We can all fundamentally appreciate the importance of continuity and stability at the principal's desk. But perhaps we do not recognize just how significant it really is. Karen Seashore Louis, a University of Minnesota professor who co-authored a 2011 book that looked at the relationship between principal turnover and student achievement, suggests the principal is the second most influential factor within schools when it comes to affecting student achievement.

"Principal turnover is very strongly negatively related to student achievement," she said. "We found that turnover is only not negative when there is very strong professional cohesiveness among the teachers, who become the holders of quality within the school. That's not a characteristic most schools have."

All of the above begs the obvious question: If there principal turnover is so rampant and leader optimization is known to help schools in countless ways, why don't we see more openness towards leadership coaching in schools?

I suspect that there are a few reasons for this attitude. One is the absence of funding. Most leadership support must be funded by the leaders themselves, their schools, and/or a sponsoring agency or foundation.

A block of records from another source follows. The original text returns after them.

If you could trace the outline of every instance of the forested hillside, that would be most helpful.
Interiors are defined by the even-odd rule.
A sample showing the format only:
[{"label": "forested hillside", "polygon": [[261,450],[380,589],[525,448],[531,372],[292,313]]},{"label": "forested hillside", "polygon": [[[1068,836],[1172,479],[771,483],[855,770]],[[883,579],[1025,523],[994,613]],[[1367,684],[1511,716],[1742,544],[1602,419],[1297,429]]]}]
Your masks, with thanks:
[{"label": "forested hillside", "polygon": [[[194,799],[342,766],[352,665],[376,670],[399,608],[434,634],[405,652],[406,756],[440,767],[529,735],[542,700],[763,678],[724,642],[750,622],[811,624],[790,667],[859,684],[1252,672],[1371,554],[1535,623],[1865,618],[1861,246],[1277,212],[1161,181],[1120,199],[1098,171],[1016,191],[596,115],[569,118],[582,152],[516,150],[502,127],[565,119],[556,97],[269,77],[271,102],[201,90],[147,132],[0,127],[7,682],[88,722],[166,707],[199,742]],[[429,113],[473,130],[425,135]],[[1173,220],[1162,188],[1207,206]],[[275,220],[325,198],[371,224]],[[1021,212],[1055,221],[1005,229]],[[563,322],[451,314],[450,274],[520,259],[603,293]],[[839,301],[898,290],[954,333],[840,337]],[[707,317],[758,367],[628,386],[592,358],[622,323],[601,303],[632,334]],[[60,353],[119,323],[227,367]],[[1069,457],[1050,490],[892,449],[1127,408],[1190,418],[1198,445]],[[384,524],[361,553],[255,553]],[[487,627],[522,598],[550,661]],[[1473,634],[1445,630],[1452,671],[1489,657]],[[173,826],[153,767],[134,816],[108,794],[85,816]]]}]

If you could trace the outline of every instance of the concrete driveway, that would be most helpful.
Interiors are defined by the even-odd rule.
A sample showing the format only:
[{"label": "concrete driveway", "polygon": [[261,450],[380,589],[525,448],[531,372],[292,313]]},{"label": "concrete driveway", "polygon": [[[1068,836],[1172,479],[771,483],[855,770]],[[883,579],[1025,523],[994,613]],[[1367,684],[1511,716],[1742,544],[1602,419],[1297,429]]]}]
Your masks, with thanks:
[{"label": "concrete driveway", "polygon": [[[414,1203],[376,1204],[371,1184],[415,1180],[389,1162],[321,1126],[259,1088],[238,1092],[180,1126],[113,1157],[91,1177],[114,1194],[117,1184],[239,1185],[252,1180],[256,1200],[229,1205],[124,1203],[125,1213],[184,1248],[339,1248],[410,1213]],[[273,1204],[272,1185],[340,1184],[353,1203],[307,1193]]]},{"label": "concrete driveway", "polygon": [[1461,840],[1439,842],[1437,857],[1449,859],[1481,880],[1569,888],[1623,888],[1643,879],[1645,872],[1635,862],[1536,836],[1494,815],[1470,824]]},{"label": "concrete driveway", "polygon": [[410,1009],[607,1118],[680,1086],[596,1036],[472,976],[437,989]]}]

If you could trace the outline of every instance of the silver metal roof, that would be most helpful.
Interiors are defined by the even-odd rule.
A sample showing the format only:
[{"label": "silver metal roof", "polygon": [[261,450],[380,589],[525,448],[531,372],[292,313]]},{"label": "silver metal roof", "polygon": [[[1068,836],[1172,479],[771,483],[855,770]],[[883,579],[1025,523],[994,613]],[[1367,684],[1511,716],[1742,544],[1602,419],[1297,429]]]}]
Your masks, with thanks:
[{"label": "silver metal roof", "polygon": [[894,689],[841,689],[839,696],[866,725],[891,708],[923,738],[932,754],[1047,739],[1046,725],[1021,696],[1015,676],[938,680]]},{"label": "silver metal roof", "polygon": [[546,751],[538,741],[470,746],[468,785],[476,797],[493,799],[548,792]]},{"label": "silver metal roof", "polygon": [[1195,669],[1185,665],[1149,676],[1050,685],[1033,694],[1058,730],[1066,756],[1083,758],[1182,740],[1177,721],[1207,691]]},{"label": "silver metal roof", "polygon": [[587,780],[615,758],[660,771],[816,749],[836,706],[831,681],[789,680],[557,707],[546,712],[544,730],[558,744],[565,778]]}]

With perpetually tight budgets forcing administrators and their boards to make difficult fiduciary decisions, leadership-related investments tend to get placed squarely on the back burner.

Another factor is time constraints. It can be extremely difficult for school leaders to get away or to even carve out the sustained time necessary to read, engage and be thoughtful, reflective practitioners. There are countless activities for principals to attend to, not to mention the many "fires" that require routine extinguishment.

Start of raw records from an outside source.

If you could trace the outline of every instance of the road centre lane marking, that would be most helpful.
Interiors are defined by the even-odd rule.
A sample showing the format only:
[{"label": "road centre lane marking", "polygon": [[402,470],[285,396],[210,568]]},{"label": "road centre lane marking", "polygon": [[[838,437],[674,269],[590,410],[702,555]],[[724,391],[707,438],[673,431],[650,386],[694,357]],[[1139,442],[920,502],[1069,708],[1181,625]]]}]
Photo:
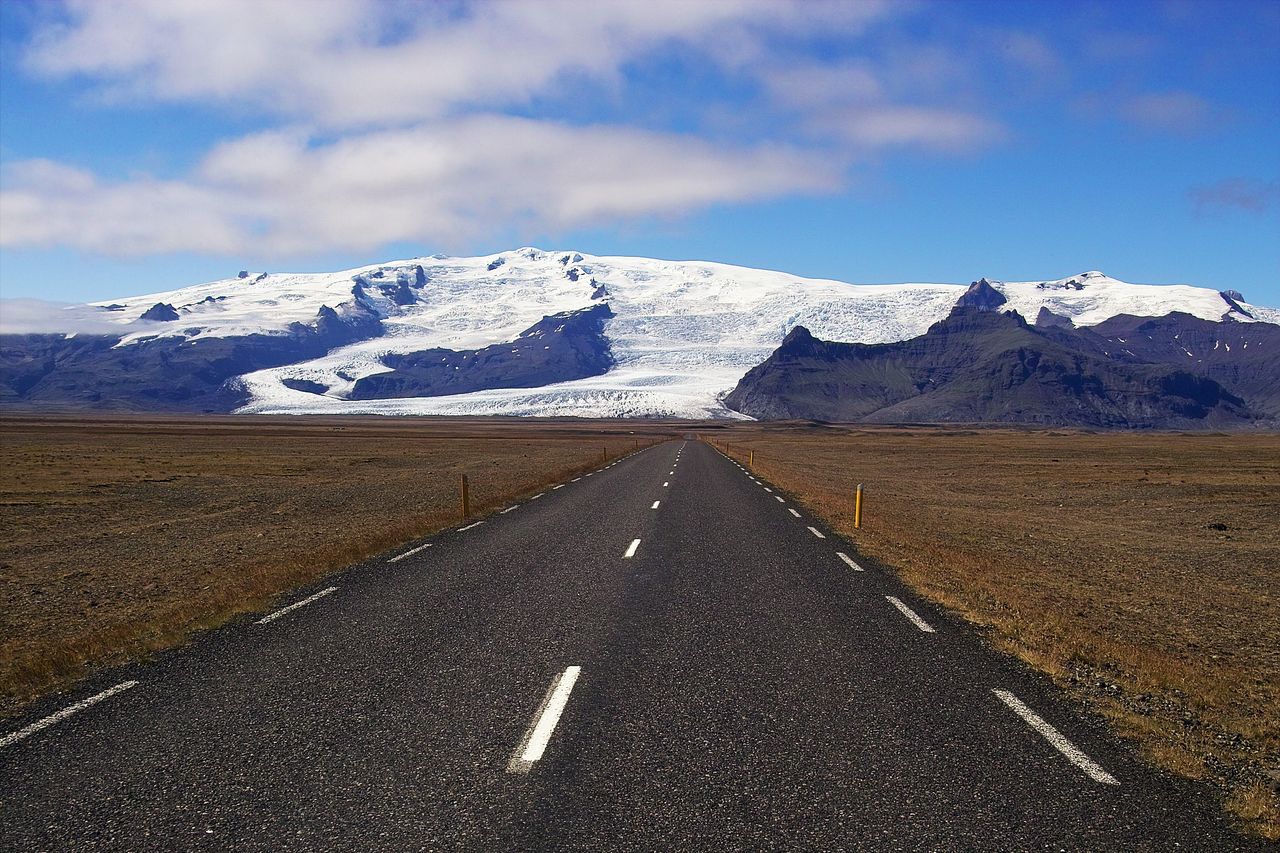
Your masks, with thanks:
[{"label": "road centre lane marking", "polygon": [[649,509],[657,509],[657,508],[658,508],[658,504],[660,504],[660,503],[662,503],[662,501],[654,501],[654,502],[653,502],[653,506],[649,507]]},{"label": "road centre lane marking", "polygon": [[479,527],[482,524],[484,524],[483,521],[473,521],[472,523],[468,524],[466,527],[459,527],[458,532],[461,533],[464,530],[470,530],[471,528]]},{"label": "road centre lane marking", "polygon": [[1063,736],[1062,732],[1045,722],[1043,717],[1023,704],[1022,700],[1017,696],[1014,696],[1008,690],[1000,690],[998,688],[993,688],[991,692],[999,696],[1000,701],[1008,705],[1013,713],[1039,732],[1045,740],[1053,745],[1054,749],[1065,755],[1068,761],[1083,770],[1084,774],[1090,779],[1095,782],[1101,782],[1104,785],[1120,784],[1120,780],[1103,770],[1097,762],[1081,752],[1074,743]]},{"label": "road centre lane marking", "polygon": [[431,547],[431,543],[428,542],[426,545],[419,545],[417,548],[410,548],[408,551],[405,551],[403,554],[397,554],[396,556],[392,557],[390,560],[387,560],[387,562],[398,563],[401,560],[403,560],[405,557],[412,557],[414,554],[418,553],[419,551],[425,551],[430,547]]},{"label": "road centre lane marking", "polygon": [[279,610],[277,610],[275,613],[271,613],[266,616],[263,616],[261,619],[257,621],[257,624],[265,625],[268,622],[274,622],[275,620],[279,619],[281,616],[285,615],[286,613],[292,610],[297,610],[299,607],[305,607],[306,605],[310,604],[316,599],[324,598],[329,593],[337,592],[337,591],[338,591],[338,588],[336,586],[331,586],[328,589],[322,589],[319,592],[317,592],[315,595],[308,595],[306,598],[302,599],[301,601],[295,601],[293,604],[290,604],[288,607],[282,607]]},{"label": "road centre lane marking", "polygon": [[836,551],[836,556],[844,560],[845,563],[849,566],[849,568],[853,569],[855,572],[863,571],[862,566],[859,566],[857,563],[855,563],[853,561],[853,558],[850,557],[848,554],[844,553],[843,551]]},{"label": "road centre lane marking", "polygon": [[90,696],[88,699],[84,699],[80,702],[75,703],[74,705],[68,705],[67,707],[63,708],[61,711],[57,712],[56,714],[50,714],[44,719],[36,720],[34,723],[32,723],[31,725],[25,728],[18,729],[16,732],[12,732],[10,734],[5,735],[4,737],[0,737],[0,748],[4,748],[6,746],[9,746],[10,744],[15,744],[18,741],[22,740],[23,738],[30,737],[31,735],[35,734],[38,731],[42,731],[43,729],[49,728],[49,726],[52,726],[55,723],[62,722],[67,717],[70,717],[72,714],[78,714],[81,711],[83,711],[85,708],[98,704],[103,699],[110,699],[112,696],[116,695],[117,693],[123,693],[124,691],[128,690],[130,687],[137,687],[137,686],[138,686],[138,682],[136,681],[124,681],[124,682],[121,682],[120,684],[117,684],[115,687],[112,687],[108,690],[102,691],[101,693],[97,693],[93,696]]},{"label": "road centre lane marking", "polygon": [[542,700],[538,713],[534,715],[533,725],[529,727],[524,740],[521,741],[520,746],[516,747],[516,754],[507,764],[509,772],[528,773],[534,762],[542,758],[542,753],[546,751],[547,744],[551,741],[551,733],[555,731],[556,723],[560,722],[560,715],[564,713],[565,705],[569,703],[569,693],[572,692],[573,685],[581,674],[582,667],[570,666],[566,667],[556,679],[555,684],[547,692],[546,698]]},{"label": "road centre lane marking", "polygon": [[623,559],[629,559],[636,555],[636,549],[640,547],[639,539],[632,539],[631,544],[627,546],[627,552],[622,555]]},{"label": "road centre lane marking", "polygon": [[579,481],[579,480],[581,480],[581,479],[582,479],[581,477],[574,477],[574,478],[573,478],[572,480],[570,480],[569,482],[570,482],[570,483],[576,483],[576,482],[578,482],[578,481]]},{"label": "road centre lane marking", "polygon": [[810,527],[810,528],[809,528],[809,532],[810,532],[810,533],[812,533],[814,536],[817,536],[819,539],[826,539],[826,538],[827,538],[827,537],[823,536],[823,535],[822,535],[822,531],[821,531],[821,530],[819,530],[819,529],[818,529],[818,528],[816,528],[816,527]]},{"label": "road centre lane marking", "polygon": [[791,507],[787,507],[787,512],[791,513],[791,514],[792,514],[792,515],[794,515],[796,518],[799,518],[799,517],[800,517],[800,513],[796,512],[796,511],[795,511],[794,509],[792,509]]},{"label": "road centre lane marking", "polygon": [[667,486],[669,486],[669,485],[671,485],[671,481],[670,481],[670,480],[663,480],[663,481],[662,481],[662,488],[664,488],[664,489],[665,489],[665,488],[666,488]]},{"label": "road centre lane marking", "polygon": [[786,502],[787,502],[787,499],[786,499],[786,498],[784,498],[782,495],[774,495],[774,496],[773,496],[773,499],[774,499],[775,501],[777,501],[778,503],[782,503],[782,504],[784,504],[784,503],[786,503]]},{"label": "road centre lane marking", "polygon": [[517,509],[519,509],[519,508],[520,508],[520,504],[516,504],[515,506],[509,506],[509,507],[507,507],[506,509],[504,509],[502,512],[498,513],[498,515],[506,515],[507,513],[511,512],[512,510],[517,510]]},{"label": "road centre lane marking", "polygon": [[529,500],[531,500],[531,501],[536,501],[538,498],[542,497],[542,496],[543,496],[543,495],[545,495],[545,494],[546,494],[546,492],[538,492],[536,495],[534,495],[533,497],[529,498]]},{"label": "road centre lane marking", "polygon": [[898,599],[894,598],[892,595],[886,595],[885,598],[889,601],[890,604],[898,608],[899,613],[901,613],[903,616],[910,619],[911,622],[921,631],[924,631],[926,634],[935,633],[935,631],[933,630],[933,626],[930,625],[928,622],[924,621],[923,619],[921,619],[920,614],[916,613],[914,610],[912,610],[907,605],[903,604]]},{"label": "road centre lane marking", "polygon": [[561,484],[559,484],[558,486],[552,486],[551,488],[553,488],[553,489],[563,489],[563,488],[564,488],[564,483],[561,483]]},{"label": "road centre lane marking", "polygon": [[[764,483],[761,483],[760,485],[764,486]],[[773,493],[773,489],[769,488],[768,486],[764,486],[764,490],[765,490],[766,492],[769,492],[770,494],[772,494],[772,493]]]}]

A third component is culture. The rate of coach and trainer engagement lags significantly in comparison to the broader marketplace. It is simply not done, at least not to the degree that would validate it for those who are uninformed or may have reason to skeptical.

Finally and perhaps most importantly, I think that many principals are unaware of the true benefits that such supports offer. Coaching is not therapy. It does not imply that something is wrong with the client. Coaching is a process that uses questions to help the client arrive at solutions, to dig down deep within themselves and begin to see things differently. Coaches enter the process under the assumption that clients have all of the capacity that they need to achieve clarity and growth. Their job is simply to help extract the answers and frame them appropriately.

Similarly, leadership trainings offer many benefits. They share best practice research, information that is difficult for busy administrators to arrive at on their own. They also provide opportunities for principals to share ideas, to grapple together over challenging dilemmas and hone their skills further in a promotive, collegial context, one that rarely exists on the proverbial front lines of their own institutions.

I was also once hesitant to engage a coach. When I assumed my headship, I already held two master's degrees and had participated in numerous principal in-service trainings. Between my extensive educational background and robust experiences, I thought that I knew basically all that there was to know about school leadership. Besides, if I were to hire a coach wouldn't I be suggesting that I was in some way incomplete, as if I was engaging a therapist?

At some point, however, I did bring in a consultant that also then served as a coach. The difference in personal and institutional efficacy and progress was instantly clear to me and other constituents. We were able to identify strategic goals and rally around them, giving the entire school newfound focus while reducing clamoring about what was not happening (the common reaction when uncertainty or lack of clear direction permeates).

My hope is that every principal receives similar support, so that we can speak less about turnover challenges and more about optimized schools with leaders who have the necessary vision and skills to advance the collective agenda without experiencing burnout or an untimely end to their administrative aspirations.